Protonex Awarded $3.65 Million Program To Continue Development Of Pulse M250 Military Power System
Protonex Technology Corp. announced that it has received a $3.65 million contract with the U.S. Army Research Office (ARO) to develop the next generation of its Pulse M250 military power system. Protonex will continue its partnership with Raytheon for testing and optimization of this product, focused on the military’s standards for performance and safety.
This new program, funded jointly by the OSD, ARO and the Army’s Communications-Electronics Research, Development, and Engineering Center (CERDEC), follows successful completion of a previously awarded $3.5 million contract for initial development of the Pulse M250 system. Consistent with the terms of the initial program, announced in February 2007, Protonex recently delivered ten units to the Army and other military end users for testing. Raytheon’s work on this first program included evaluation of the system’s performance under shock, vibration and impact environments. Raytheon will continue to add significant value to advanced development, optimization and testing of the system under this next program.

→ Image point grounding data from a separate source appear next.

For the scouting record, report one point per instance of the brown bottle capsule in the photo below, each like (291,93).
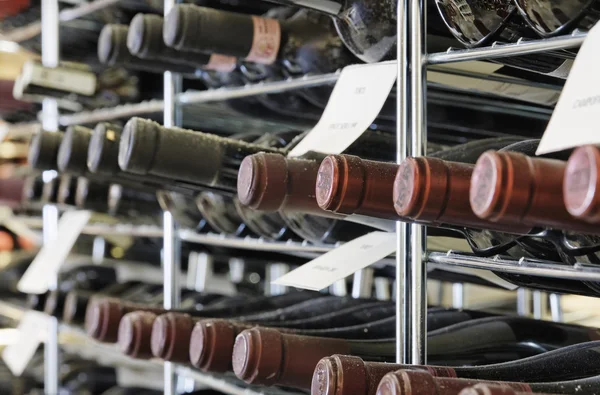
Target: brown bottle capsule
(272,182)
(347,184)
(103,315)
(433,190)
(350,375)
(517,189)
(212,343)
(135,330)
(581,186)
(418,382)
(487,389)
(171,334)
(266,356)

"Our product development work for Pulse M250, now supported by a total of $7.15 million from the U.S. Army, has been highly successful to date," said Scott Pearson, Protonex CEO. "We were selected by the U.S. military for this product due to our proven ability to deliver leading-edge, highly durable, affordable power systems that are engineered to meet stringent military standards. This new program will accelerate our efforts to reach field-readiness and evolve Pulse M250 into its final form."
Pulse M250 is a 250W power system that is designed for a diverse set of portable military applications, including field battery charging, auxiliary power units and portable power generation. The company states that the system operates on liquid methanol fuel and provides the US military with a power source that is significantly smaller, lighter, quieter and more cost effective than alternative battery or generator systems.